Sakae Tamura (photographer)

Sakae Tamura (photographer)

Sakae Tamura (田村 榮, Tamura Sakae?, September 17, 1906 - July 22, 1987) was a Japanese photographer, prominent in the years before the war.

Born in Ōtsu, Shiga Prefecture, Tamura graduated from the Tokyo College of Photography (東京写真専門学校, Tōkyō Shashin Senmon Gakkō; now Tokyo Polytechnic University) and entered Oriental (オリエンタル写真工, Orientaru Shashin Kōgyō) in 1928 and became editor of Photo Times. He was an active contributor to the magazine Geijutsu Shashin Kenkyū and in the group Nihon Kōga Kyōkai (日本光画協会), created in 1928 and related to Nihon Kōga Geijutsu Kyōkai (日本光画芸術協会). He was a leading figure in the New Photography Research Society (新興写真研究会, Shinkō Shashin Kenkyūkai), formed in 1930.

Tamura's work was influenced both by pictorialism and by New Photography.

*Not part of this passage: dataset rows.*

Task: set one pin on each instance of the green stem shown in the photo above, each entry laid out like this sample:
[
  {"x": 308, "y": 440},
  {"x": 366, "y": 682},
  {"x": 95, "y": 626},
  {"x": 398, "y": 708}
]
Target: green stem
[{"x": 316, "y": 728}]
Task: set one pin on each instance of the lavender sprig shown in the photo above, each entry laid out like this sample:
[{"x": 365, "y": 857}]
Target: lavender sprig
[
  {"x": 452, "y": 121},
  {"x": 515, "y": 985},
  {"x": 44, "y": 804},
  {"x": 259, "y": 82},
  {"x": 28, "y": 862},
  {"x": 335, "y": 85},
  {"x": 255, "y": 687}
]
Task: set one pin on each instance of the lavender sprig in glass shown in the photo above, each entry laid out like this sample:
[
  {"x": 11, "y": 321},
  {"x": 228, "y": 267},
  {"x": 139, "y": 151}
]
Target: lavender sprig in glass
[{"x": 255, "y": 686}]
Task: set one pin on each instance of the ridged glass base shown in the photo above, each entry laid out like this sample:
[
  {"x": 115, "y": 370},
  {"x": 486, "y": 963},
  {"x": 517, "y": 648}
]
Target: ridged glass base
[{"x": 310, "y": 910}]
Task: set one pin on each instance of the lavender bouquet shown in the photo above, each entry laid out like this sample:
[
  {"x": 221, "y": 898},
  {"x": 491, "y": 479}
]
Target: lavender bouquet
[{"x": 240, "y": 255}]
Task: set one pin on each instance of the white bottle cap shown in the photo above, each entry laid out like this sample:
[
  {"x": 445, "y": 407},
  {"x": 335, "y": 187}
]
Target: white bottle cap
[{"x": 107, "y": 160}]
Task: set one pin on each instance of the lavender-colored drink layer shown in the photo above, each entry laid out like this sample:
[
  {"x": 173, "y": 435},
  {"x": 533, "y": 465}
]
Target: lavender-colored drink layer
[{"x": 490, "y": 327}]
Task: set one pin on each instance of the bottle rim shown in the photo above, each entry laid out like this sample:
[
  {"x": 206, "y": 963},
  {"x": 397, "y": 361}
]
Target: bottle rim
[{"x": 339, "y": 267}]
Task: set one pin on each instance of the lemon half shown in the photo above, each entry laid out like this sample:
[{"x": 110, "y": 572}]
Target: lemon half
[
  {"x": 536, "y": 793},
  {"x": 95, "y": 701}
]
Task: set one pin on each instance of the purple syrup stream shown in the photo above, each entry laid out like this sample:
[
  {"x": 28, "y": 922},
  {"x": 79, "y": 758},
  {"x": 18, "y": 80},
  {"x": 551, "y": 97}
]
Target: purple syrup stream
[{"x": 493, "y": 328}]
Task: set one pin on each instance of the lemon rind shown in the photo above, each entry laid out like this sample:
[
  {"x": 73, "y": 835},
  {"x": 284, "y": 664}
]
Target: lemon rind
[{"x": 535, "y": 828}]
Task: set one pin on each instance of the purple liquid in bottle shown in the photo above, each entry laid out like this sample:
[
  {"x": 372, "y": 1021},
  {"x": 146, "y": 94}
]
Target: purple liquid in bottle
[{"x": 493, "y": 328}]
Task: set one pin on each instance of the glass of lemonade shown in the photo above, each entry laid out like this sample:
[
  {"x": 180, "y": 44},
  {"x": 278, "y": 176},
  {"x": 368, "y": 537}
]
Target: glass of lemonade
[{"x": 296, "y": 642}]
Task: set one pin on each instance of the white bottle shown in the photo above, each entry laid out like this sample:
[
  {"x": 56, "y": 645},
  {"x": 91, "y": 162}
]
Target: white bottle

Tamura is particularly known for his portraits, and Shiroi hana (白い花, White flower, 1931) is the best known of these and widely anthologized. Okatsuka says that it expresses a certain lyricism but “displays a more sophisticated sense of maturity” than the works of his contemporaries Masataka Takayama and Jun Watanabe.